The study can show that drug B leads to a statistically significant decrease in cholesterol levels by 0.01 mmol/L. But is such a decrease significant clinically? Should we then not use a time-tested drug? Or, on the contrary, if a CT scan of the venous phase only detects lymphoma 0.5% less often than a 4-phase CT scan, should we continue to "torture" patients?

You ask me, well, what about the methods? I can understand what differences in result I want to get without complicated statistical terms about a comparison of the frequencies and correlations. I will tell you: so, the calculation of the sample size is closely related to another statistical indicator — the power of the statistical method that will be used for the analysis.

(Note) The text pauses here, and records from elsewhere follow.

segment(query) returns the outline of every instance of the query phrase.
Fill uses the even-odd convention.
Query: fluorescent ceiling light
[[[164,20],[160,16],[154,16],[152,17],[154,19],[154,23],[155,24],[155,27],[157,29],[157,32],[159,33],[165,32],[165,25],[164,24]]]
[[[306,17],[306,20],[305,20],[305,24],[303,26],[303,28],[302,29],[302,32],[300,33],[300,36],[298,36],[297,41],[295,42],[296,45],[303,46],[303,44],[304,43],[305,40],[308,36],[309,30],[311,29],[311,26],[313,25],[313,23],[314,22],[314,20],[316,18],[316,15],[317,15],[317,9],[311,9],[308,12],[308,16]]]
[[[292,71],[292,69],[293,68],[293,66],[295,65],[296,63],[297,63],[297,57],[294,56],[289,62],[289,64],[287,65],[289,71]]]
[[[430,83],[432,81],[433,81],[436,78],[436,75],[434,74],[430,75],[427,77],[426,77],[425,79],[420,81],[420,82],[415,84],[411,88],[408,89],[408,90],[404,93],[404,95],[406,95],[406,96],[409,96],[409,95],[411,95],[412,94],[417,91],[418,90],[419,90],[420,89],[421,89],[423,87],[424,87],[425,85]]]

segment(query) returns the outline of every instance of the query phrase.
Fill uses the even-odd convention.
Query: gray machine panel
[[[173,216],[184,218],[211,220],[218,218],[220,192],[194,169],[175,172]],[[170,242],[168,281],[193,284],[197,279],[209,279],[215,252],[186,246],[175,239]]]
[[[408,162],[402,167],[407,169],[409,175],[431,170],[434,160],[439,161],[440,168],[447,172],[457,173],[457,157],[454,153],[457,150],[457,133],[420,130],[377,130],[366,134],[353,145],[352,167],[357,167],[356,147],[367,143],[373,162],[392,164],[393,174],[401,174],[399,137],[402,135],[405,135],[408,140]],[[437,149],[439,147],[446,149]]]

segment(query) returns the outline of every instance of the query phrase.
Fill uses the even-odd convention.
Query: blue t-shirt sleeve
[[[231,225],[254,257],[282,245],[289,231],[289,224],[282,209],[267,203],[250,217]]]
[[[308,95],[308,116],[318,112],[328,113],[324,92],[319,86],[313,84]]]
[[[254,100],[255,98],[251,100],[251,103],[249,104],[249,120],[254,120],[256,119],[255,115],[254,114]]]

Power is the probability of detecting differences, if they exist, or the ability of the method to do so. The lower it is, the smaller the sample size we need. In a medical research, the power is usually set in the range from 80% to 90%.

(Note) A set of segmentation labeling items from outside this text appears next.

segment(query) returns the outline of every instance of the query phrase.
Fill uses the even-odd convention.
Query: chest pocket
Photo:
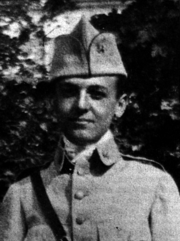
[[[150,231],[146,228],[125,229],[119,224],[116,225],[113,220],[98,224],[98,236],[100,241],[151,241]]]

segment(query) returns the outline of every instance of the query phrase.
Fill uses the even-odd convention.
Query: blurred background
[[[120,151],[161,163],[180,189],[180,1],[0,2],[0,200],[20,173],[53,160],[59,138],[46,89],[48,43],[85,14],[113,32],[129,106],[113,131]]]

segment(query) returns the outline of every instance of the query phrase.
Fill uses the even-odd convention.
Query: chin
[[[93,136],[92,133],[81,131],[81,132],[71,132],[65,134],[69,141],[76,145],[88,145],[96,143],[100,137],[97,135]]]

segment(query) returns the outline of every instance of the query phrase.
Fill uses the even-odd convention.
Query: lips
[[[91,119],[86,119],[86,118],[71,118],[71,122],[74,123],[93,123],[94,121]]]

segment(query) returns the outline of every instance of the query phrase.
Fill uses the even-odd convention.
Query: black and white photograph
[[[0,241],[180,241],[180,1],[0,0]]]

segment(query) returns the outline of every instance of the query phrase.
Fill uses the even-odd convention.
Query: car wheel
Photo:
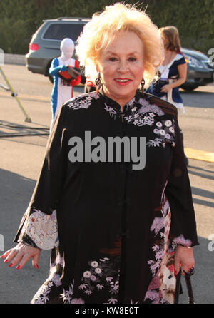
[[[182,89],[186,91],[194,91],[194,89],[197,88],[198,87],[198,86],[190,84],[183,84],[180,86]]]

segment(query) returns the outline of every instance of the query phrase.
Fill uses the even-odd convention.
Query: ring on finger
[[[19,250],[17,250],[17,248],[14,248],[13,252],[15,252],[15,253],[19,253]]]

Each statistical criterion (that is, data processing method) has its own formula for calculating the power which can be transformed into a formula for calculating the sample size. To make your life a little easier — you don't have to learn these formulas by heart or calculate them manually — there are special calculators. For example, in this calculator statzilla.fvds.ru you don't have to worry about statistical methods, you just need to select your research question type, the service will do everything for you including the text generation.

So, all you need to do in order to calculate the number of patients for the study:
1. Depending on the research question — what we want to prove to humanity — we determine the appropriate design of the study.

2. We select methods of data processing (for example, comparison of mean values in groups) and within them — suitable statistical criteria (for example, the Mann-Whitney U test). (if you want to get a check list how to select statistical criteria for free please e-mail me at mail@statzilla.ru)

3. We define the minimum difference in groups/diagnostic test results which we "would like" to observe and which we consider clinically significant.

4. We choose the power level from 80% to 90% (here you can make experiments).

5. Then all you need is to take advantage of the power/sample size calculators for your statistical criterion, like this one (statzilla.fvds.ru).

In the end, do not forget to include a text describing the process of calculating the sample size (which immediately distinguishes your work from others ;) in the article or the thesis:

For a 80/90% probability of detecting the differences in the value of "INDICATOR NAME" between the studied groups using Mann-Whitney test, it is necessary to recruit X patients for each group.